Meu rosto, se antes, quando da primeira olhada em seu reflexo no espelho, parecia o rosto de um defunto, continua a assim parecer – mudou apenas a causa mortis. Tão inchado está, que o defunto (eu) agora parece ter sido vítima de um grave acidente antes de vir a falecer. Apiedo-me de mim mesmo.
Lembro-me então de meu chefe, no final da manhã do dia anterior, chamando-me para uma reunião em sua sala. Ele:
– Dê um pulinho aqui.
Num tom que deixava entrever que
– Preciso falar com você.
aquela não seria apenas uma simples conversa.
Quando cheguei à sala dele, vi-o acompanhado de um séquito de assessores.
– Sente-se aí.
Sentei-me.
– Nós te chamamos aqui, pois precisamos informar-lhe
Enquanto ouvia o discurso dele, via a menina dos recursos humanos, sentada ao lado dele, mexendo nervosamente em alguns papéis que estavam à sua frente.
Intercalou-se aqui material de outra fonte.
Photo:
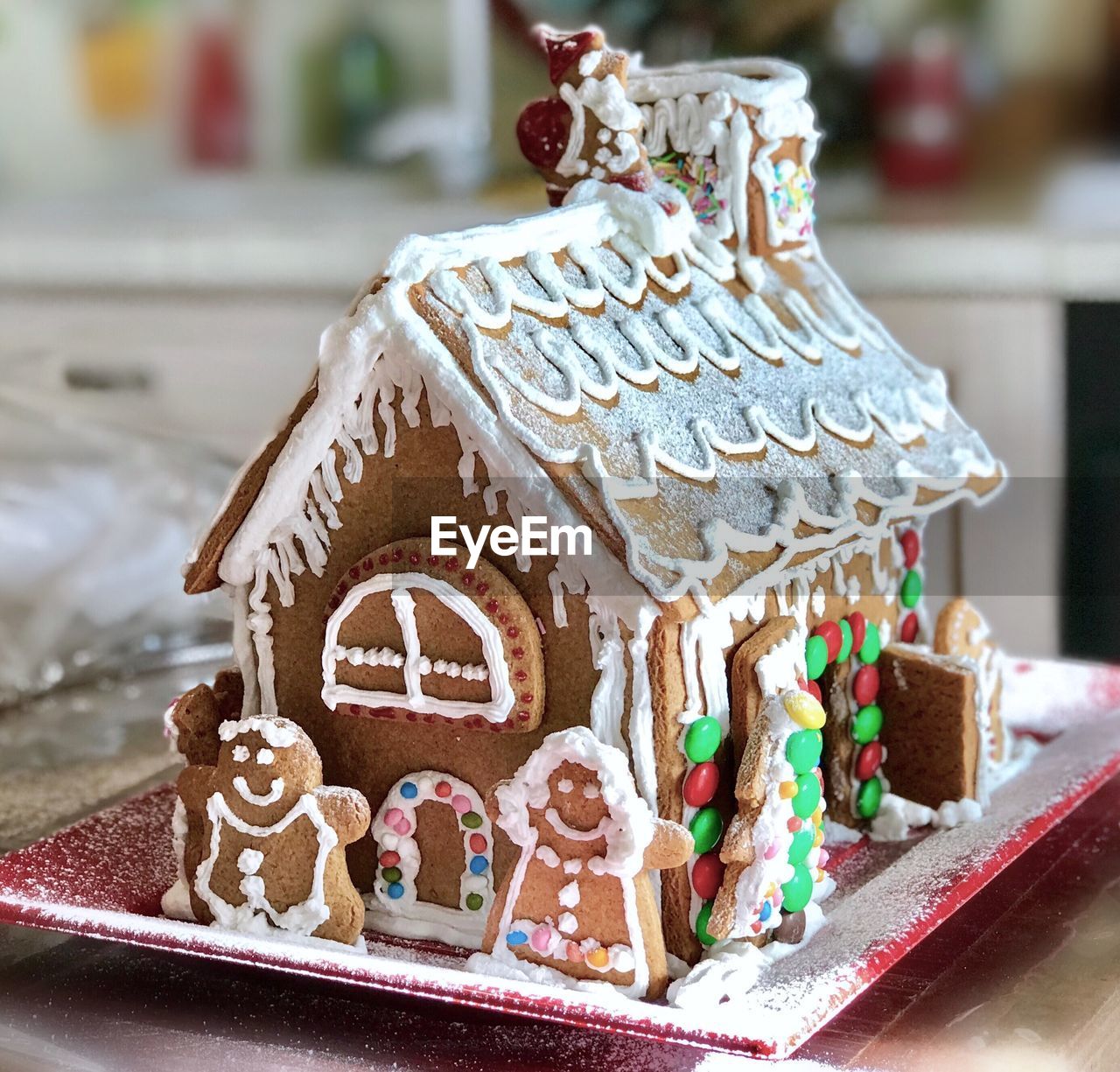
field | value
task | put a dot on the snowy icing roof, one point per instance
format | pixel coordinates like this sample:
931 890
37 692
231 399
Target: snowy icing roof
714 424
– que houve mudanças na estrutura do departamento, e nessa nova estrutura não encontramos espaço para você.
Nem em minhas piores expectativas sobre aquela reunião, eu poderia antever que a sua razão de ser seria a minha demissão. Ainda duvidando disso, quis me certificar:
– Quer dizer então que estou sendo desligado?
– Sim. Infelizmente,
Pra quem?
– sim.
Despedimo-nos. Saí dali e fui até minha mesa – era hora do almoço, todos os demais tinham saído para almoçar –, encaixotei alguns pertences e saí pela porta sem olhar para trás.
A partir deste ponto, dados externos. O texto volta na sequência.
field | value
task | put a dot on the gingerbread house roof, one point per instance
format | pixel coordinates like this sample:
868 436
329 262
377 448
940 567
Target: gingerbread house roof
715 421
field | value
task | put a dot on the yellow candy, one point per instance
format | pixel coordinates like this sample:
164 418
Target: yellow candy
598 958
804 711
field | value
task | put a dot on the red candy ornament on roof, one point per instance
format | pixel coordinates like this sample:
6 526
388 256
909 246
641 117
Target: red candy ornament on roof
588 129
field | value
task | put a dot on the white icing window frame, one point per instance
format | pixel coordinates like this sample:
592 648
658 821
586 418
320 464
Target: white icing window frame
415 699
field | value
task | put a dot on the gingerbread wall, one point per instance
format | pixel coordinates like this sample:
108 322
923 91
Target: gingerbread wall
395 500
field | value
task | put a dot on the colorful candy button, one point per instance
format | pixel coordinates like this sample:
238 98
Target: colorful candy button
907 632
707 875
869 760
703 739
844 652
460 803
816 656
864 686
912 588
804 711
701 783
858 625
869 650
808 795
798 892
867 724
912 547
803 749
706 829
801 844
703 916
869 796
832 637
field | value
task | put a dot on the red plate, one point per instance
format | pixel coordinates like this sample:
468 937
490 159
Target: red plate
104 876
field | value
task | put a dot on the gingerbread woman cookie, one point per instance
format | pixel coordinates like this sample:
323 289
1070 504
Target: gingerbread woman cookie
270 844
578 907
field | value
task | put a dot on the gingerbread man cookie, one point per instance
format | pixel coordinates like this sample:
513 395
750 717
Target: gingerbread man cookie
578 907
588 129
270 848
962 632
Caminhei os 7 ou 8 quarteirões que separavam o escritório de casa. Nela chegando, desabei na cama, onde dormi até o meu despertador, sem ter sido “avisado” do fato do final da manhã anterior, acordou-me como de costume no horário para o qual estava programado para me despertar todos os dias úteis da semana.
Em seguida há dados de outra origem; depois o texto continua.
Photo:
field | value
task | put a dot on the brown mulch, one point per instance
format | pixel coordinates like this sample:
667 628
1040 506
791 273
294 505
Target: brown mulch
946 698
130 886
Já não tenho mais lágrimas para chorar, e enfim elas cessam de brotar de meus olhos. Até nisso, penso, estou agora vazio.
Fui rejeitado e a rejeição é sempre dolorosa, por mais que não goste de quem o rejeita – como era o meu caso com aquele emprego –, estar no pólo passivo dessa ação (ser “o rejeitado”), é sempre algo que causa muita dor.
Há dias em que, sem sabermos bem ao certo o porquê, sentimo-nos tristes, ou sabemos, mas, de qualquer forma, por pudor, guardamos aquilo para nós mesmos. Foi o que fiz.
O telefone tocaria o dia todo. Queriam saber o como, o porquê, o e agora? Não tinha respostas para nenhuma dessas perguntas. Se tinha, não as revelei…
– Mas você está bem? – por fim perguntavam. E eu respondia:
– Sim.
Tranquilizando-os.
O azinhavre da moldura do espelho é como uma ruga a denunciar sua idade avançada. Estou velho demais, penso, fazendo caretas para o espelho, que repuxam minha pele. O que farei de minha vida daqui pra frente?
Tomo uma ducha. Quando termino, a sensação de vazio ainda está lá, mas então vem acompanhada de um frescor. Sinto-me também frágil como um filhote de pássaro, e como tal quero tentar uns primeiros vôos, mas ainda não sei como bem manejar minhas recém-nascidas e novas asas.
De todo modo, deve ser mais fácil voar quando se está vazio. Resolvo arriscar.